Supervisor Produksi (Production
Supervisor)
Supervisor
produksi mempunyai standar kinerja menyempurnakan organisasi, prosedur dan
sistem kerja guna pencapaian dalam semua aspek. Menyediakan kebutuhan sarana
dan fasilitas kerja sesuai dengan persyaratan.
Manajer Teknik (Manager
Technical)
Manajer
Teknik memilik standar kinerja yaitu merencanakan, mengkoordinasi dan
mengendalikan kegiatan teknik sehingga dapat menjamin kelancaran operasional
mesin produksi dan sarana penunjang. Membuat perencanaan kerja yang
diselaraskan dengan tujuan manajemen khususnya dalam kegiatan yang menyangkut
teknik. Menjaga pelaksanaan perawatan dan perbaikan mesin.
Manajer
Gudang (Warehouse Manager)
Manajer
gudang mempunyai standar kinerja yang harus terpenuhi yaitu merencanakan dan
mengendalikan kegiatan pergudangan, sehingga tercapai tujuan utamanya,
diantaranya keamanan, keakurasian jumlah dan kebutuhan barang yang dikelola,
dengan melaksanakan sistem dan prosedur yang telah ditetapkan manajemen.
Menerapkan prosedur kerja, termasuk syarat-syarat, keselamatan dan kesehatan
kerja (K3) untuk menjaga dan memelihara semua aset perusahaan berupa aset tetap
atau aset tidak tetap.
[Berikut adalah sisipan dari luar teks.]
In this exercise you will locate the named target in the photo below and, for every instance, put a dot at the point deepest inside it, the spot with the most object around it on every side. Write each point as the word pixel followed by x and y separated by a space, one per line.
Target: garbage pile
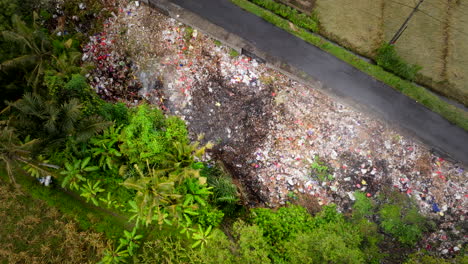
pixel 271 130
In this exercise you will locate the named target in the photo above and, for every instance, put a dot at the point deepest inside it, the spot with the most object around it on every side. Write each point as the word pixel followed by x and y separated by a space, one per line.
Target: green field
pixel 34 232
pixel 436 37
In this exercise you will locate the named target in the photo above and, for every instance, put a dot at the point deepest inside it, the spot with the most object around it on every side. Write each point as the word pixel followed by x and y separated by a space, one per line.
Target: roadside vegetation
pixel 129 186
pixel 386 60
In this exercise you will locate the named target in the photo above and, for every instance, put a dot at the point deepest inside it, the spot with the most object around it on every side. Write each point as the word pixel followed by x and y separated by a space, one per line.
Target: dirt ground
pixel 268 129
Menjaga kelancaran dan pelaksanaan semua kegiatan arus
transaksi barang melalui penentuan tata letak gudang serta penunjang tenaga
pelaksana, agar tercapai pemanfaatan fasilitas dan optimalisasi tenaga kerja.
Supervisor
PPIC
Supervisor
ini memiliki standar kinerja yaitu merencanakan jadwal produksi dan
mengendalikan pengadaan bahan baku (Raw Material)/RM dan barang jadi (Finish
Good)/FG. Merencanakan kedatangan RM untuk menunjang kelancaran proses
produksi sesuai jadwal yang telah dibuat. Membuat jadwal produksi berdasarkan Confirmed
Weekly Order (CWO) yang diterima. Memantau tingkat persediaan dari gudang
RM maupun FG sehingga standard dan persediaan penyangga tetap terjaga.
Manajer Pengembangan dan
Pengawasan Mutu Produk (Branch Process Development and Quality Manager)
Manajer
PDQC memiliki standar kinerja yaitu bertugas dan bertanggung jawab dalam
memeriksa bahan baku, bahan tambahan, produk jadi, dan bahan pengemas.
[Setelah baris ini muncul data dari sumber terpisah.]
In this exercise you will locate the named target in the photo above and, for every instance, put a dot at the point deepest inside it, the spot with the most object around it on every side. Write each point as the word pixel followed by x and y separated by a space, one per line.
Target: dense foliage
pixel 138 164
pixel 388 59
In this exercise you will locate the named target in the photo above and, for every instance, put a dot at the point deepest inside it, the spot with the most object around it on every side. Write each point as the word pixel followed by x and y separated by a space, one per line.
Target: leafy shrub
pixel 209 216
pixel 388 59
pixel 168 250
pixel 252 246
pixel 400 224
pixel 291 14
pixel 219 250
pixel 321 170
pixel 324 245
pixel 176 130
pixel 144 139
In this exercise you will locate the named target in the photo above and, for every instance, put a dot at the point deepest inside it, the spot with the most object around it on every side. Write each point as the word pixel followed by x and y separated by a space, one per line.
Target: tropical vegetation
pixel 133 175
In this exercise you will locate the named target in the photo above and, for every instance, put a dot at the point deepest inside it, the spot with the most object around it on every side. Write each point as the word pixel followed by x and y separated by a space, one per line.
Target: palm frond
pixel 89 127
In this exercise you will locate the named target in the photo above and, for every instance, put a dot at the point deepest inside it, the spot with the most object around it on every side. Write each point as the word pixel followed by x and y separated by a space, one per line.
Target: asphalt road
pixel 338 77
Mengawasi analisa kualitas produksi, bertanggung jawab atas kelengkapan
laboratorium untuk analisa dan pengembangan produk. Selain itu BPDQC bertugas
dan bertanggung jawab:
·
Mengendalikan semua kegiatan departemen PDQC dalam
aspek proses pengendalian mutu untuk menjamin kelangsungan aktifitas
perusahaan.
·
Bertanggung jawab terhadap pelaksanaan GLP dan
Kalibrasi di laboratorium serta GNP dan HACCP diproses produksi.
·
Mengendalikan semua kegiatan pengendalian mutu pada
proses awal pengawasan mutu dan hasil pengawasan serta pengembangan produk.
·
Mengatur dan merencanakan kerja, kebutuhan kerja tenaga
kerja, alat bantu dan fasilitas kerja selama masih dalam batas-batas standar
baku yang diselaraskan dengan rencana manajemen. (5) Menilai/mengevaluasi kerja
staff departemen PDQC.
Supervisor Pengawasan Mutu
Proses (Quality Control Process Spv)
Supervisor
pengawasan mutu proses memiliki standar kinerja yaitu membantu BPDQC dalam hal
sistem pengendalian mutu proses produksi. Memantau & mengendalikan kualitas
proses produksi dan produk jadi, sesuai standar mutu yang ditetapkan. Memantau
pekerjaan QC Process Spv & bagian administrasi. Melakuaka perbaikan
mutu dan cost peralatan untuk kebutuhan analisis.
Supervisor Pengawasan Mutu Bahan
Baku/Produk Jadi (Quality control Raw Material / Finished Good Spv)
Supervisor
pengawasan mutu bahan baku / produk jadi memiliki standar kinerja yaitu
membantu BPDQC dalam hal pengendalian mutu RM & FG serta pengembangan
proses produksi. Melakukan pengawasan secara langsung terhadap proses Incoming
Quality Control (IQC), Outgoing Quality Control (OQC) yang meliputi
koordinasi QC Field RM & FG serta pelaksanaan penerbitan hasil
analisa IQC dan OQC sehingga aktivitas kerja bisa berjalan lancar. Melakukan
koordinasi tugas IQ RM & FG, OQC RM & FG serta mengembangkan proses.
Menjaga kelancaran tugas penerimaan RM/FG dan OQC RM/FG. Mengawasi pelaksaan
GMP HACCP dan SOP pada pergudangan. Mewakili BPDQC jika tidak ada. Memantau,
mengevaluasi standar mutu yang telah ditetapkan.
Manajer Keuangan (Finance and
Accounting Manager)
Manajer
keuangan memiliki standar kinerja yaitu bertugas dan bertanggung jawab
merencanakan, menyiapkan budget dan planning (AOP) untuk
menentukan tujuan yang harus dicapai. Memonitor kegiatan operasional dalam hal
aspek financial supaya sejalan dengan AOP. Menandatangani bank
instrument (Cek, transfer bank) sesuai dengan batasan yang ditetapkan
perusahaan. Verifikasi setiaap pengeluaran biaya ataupun pembelian aset dan
penggunaan dana lainnya sesuai dengan batasan yang ditetapkan oleh perusahaan.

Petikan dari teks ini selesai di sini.